HM: This is such a complicated topic for a dramatic television series. How was it received by viewers in Israel when it first came out?
Abu Ahmed, portrayed by Hisham Suliman in "Fauda" (COURTESY OF YES)

LR: First of all, nobody wanted to take the show. In the beginning, I thought just my mother would see this show. But now it's the biggest show in Israel. People from all sides of the political range love this show, and we were amazed about it. We thought people would be angry about us. But Arabs, right-wings, left wings — everybody loves it.

HM: Were you surprised about how popular its become among Palestinian viewers?

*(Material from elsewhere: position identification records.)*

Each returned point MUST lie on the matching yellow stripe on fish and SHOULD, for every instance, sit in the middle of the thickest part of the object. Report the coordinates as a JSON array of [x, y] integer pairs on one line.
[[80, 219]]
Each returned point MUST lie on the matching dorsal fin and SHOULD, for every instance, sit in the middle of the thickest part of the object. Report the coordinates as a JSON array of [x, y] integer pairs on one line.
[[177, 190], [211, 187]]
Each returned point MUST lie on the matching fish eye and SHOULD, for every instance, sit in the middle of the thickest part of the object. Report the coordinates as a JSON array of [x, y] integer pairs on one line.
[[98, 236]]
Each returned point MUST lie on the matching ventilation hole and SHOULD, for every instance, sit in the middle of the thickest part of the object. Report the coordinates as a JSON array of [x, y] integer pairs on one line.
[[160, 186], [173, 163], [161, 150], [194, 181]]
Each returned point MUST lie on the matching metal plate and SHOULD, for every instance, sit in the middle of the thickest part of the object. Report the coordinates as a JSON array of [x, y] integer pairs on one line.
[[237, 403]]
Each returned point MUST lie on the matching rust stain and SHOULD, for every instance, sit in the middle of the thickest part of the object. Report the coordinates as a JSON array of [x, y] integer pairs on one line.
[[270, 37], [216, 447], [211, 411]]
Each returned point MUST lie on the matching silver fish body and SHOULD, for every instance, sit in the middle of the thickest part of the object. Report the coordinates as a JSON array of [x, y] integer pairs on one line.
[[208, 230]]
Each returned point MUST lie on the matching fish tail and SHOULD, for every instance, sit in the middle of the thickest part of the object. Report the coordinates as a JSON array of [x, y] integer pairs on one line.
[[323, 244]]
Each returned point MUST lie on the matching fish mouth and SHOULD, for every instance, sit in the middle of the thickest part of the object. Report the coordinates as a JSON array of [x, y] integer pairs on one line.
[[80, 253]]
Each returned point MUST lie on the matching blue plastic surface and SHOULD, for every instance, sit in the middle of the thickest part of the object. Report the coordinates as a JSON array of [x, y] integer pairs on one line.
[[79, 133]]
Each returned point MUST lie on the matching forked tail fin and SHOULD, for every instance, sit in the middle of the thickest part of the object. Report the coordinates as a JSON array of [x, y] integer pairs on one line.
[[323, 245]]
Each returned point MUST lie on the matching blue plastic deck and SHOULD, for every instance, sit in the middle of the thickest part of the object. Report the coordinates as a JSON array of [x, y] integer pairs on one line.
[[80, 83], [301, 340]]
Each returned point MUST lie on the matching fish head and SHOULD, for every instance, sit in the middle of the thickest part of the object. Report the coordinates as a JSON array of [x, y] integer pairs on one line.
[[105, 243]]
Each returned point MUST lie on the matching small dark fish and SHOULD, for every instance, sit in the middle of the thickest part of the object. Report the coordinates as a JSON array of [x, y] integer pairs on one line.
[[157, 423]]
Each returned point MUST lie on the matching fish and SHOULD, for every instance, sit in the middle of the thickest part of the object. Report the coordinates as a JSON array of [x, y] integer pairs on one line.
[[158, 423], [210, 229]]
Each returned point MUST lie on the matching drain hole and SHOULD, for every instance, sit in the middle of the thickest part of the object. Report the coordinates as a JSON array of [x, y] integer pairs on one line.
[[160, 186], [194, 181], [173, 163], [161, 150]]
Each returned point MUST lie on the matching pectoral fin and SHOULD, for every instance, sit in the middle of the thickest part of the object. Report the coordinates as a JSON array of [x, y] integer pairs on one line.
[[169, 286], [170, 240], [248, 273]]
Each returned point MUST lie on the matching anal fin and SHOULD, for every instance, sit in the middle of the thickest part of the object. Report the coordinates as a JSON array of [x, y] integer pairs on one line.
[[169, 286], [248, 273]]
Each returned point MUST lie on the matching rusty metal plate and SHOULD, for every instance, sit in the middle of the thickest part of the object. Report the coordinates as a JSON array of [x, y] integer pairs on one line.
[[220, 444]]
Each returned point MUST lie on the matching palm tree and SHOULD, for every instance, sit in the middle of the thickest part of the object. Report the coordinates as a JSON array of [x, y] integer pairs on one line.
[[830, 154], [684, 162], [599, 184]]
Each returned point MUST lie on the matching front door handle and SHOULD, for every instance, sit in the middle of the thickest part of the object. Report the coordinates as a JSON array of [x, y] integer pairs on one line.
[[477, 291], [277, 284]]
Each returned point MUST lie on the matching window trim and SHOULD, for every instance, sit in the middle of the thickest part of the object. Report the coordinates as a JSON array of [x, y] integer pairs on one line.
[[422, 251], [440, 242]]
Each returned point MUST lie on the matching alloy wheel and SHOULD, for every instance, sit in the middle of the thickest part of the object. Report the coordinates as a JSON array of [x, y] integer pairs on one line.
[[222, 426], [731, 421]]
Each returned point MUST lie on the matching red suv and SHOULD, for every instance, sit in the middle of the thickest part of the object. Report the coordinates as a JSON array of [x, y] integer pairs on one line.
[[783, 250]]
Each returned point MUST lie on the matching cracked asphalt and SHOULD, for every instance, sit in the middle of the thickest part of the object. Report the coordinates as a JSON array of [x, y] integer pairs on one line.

LR: Yeah, I was shocked. I didn't understand it in the beginning why they loved it. But we love their language. I love Arabic. We took care of their language in a very dedicated way. We honoured their language and we honoured their narrative as well. It doesn't mean that I understand it, or accept it. I'm Israeli, I'm Zionist. But I know and can understand that there are other people with their own opinions and their own life. 

HM: There are some pretty ugly, violent incidents committed in Fauda, and some of them are committed by your character and his colleagues. There's kidnapping, torture, a child is used in one operation. Were you trying to reveal something uncomfortable to Israeli viewers in those kinds of scenes?

LR: No. I think that, we didn't do any violent things just because of violence. Everything is just reaction. And I want to tell you something about the mista'arvin unit. This probably sounds odd to you. But instead of bombing houses and hospitals, this unit is sending four or five people to take out just one person. These soldiers risk their lives instead of bombing and killing innocent people. This is why this unit was created.

Israeli soldier Elor Azaria, who is charged with manslaughter by the Israeli military, sits to hear his verdict in a military court in Tel Aviv, Israel, January 4, 2017. (Heidi Levine/Reuters)

HM: [On Wednesday], an Israeli soldier was convicted of manslaughter in the shooting death of a wounded Palestinian. The military judges found it was a case of revenge. What kind of a reaction is there in Israel to this?

LR: I think most Israelis, they did not agree with what this soldier was doing. It was right that he was convicted because he did an awful thing. Someone has to stop, to stop this revenge circle. I have many Arab friends. Good friends. When we are sitting together and talking and drinking, we're just people. And I think politicians, they don't want to have peace. 

HM: How hopeful are you that Israelis and Palestinians can ultimately live peacefully?

LR: I'm not so optimistic. But as a Jew, in the 1940s, there was the Holocaust. But now the Germans and Israelis are very good friends. So maybe one day, 50 years from now, all the hatred we have between Israelis and Palestinians will vanish and we will live in peace.